In the year since Sweetland took responsibility for supporting multilingual undergraduate students several new offerings have been developed. The section below describes them, and includes students’ views, as well.
The first brave volunteer steps gingerly onto the brightly lit stage, takes his place before a festive blue and gold bouquet, looks with obvious trepidation into the dark cavern of Rackham Auditorium, adjusts his glasses, unfolds his notes, and proclaims with waxing authority and confidence a passage from one of the speeches of American President John F. Kennedy. As the last echoes fade, the audience pauses in appreciative silence, then bursts into the warm and well deserved round of applause that prompts the speaker to take a bow. With a smile of relief and pride, the student steps off the stage and resumes his seat to enjoy the proclamations, improv comedy, and songs of his fellow classmates, each of whom performs boldly in a foreign language.
What is this foreign language and who are these talented U-M students who are courageous enough to get up and perform on the big stage at Rackham Auditorium? The language is English, and the class is Writing 240: Academic Communication for Multilingual Students. In this one-credit course, students explore the rhetorical structure of American academic lectures as well as the cultural and linguistic expectations of discussion-based university classes, so that they may become more skillful listeners, speakers, and note-takers in their second language. Along the way, they develop confidence in speaking through participation in activities that focus attention on linguistic concepts such as stress, timing, vowel quality, and the mechanics of both vocal production and vocal projection.

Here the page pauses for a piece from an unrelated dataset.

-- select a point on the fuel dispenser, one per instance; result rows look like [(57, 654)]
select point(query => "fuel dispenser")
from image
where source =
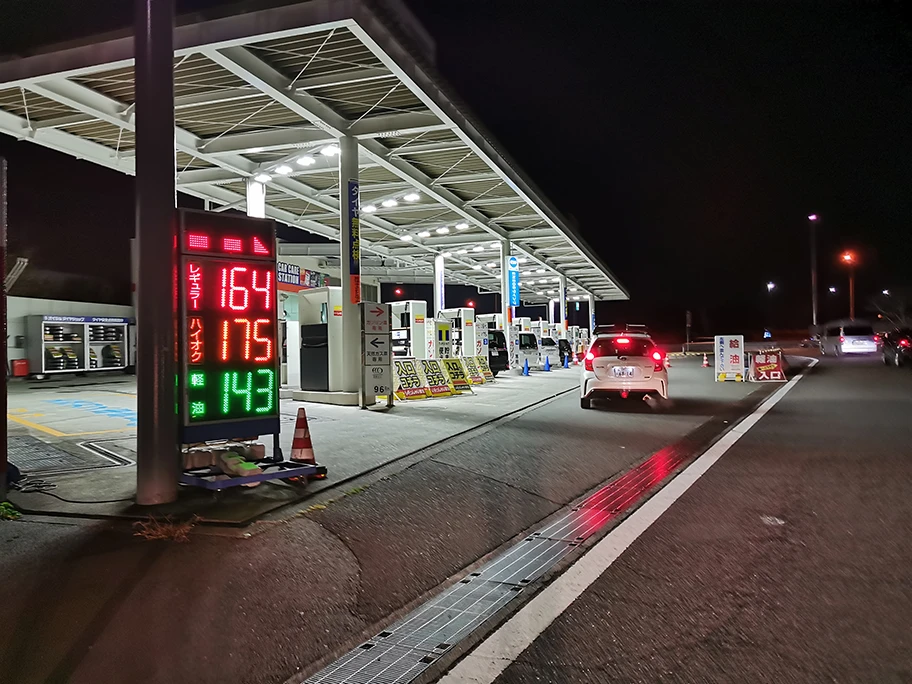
[(462, 324), (439, 338), (408, 323)]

When not delivering speeches on either the big stage or in the classroom, students in Writing 240 spend a good deal of time both discussing and writing about the qualities of effective academic oral communication. Lecture analysis reports prompt students to think, for example, about the importance of providing one’s listeners with a clear thesis statement, a roadmap, and appropriate transitions. Reflective essays help students set realistic long- and short-term speaking and listening goals. Interviews with peers who use English as their first language provide, perhaps, one of the most important learning and confidence-building activities of the class. That is, through interviewing others about their listening, note-taking, and classroom participation strategies, students come to realize that these elements of academic life must be learned and practiced by all students, not just those who call English their second language!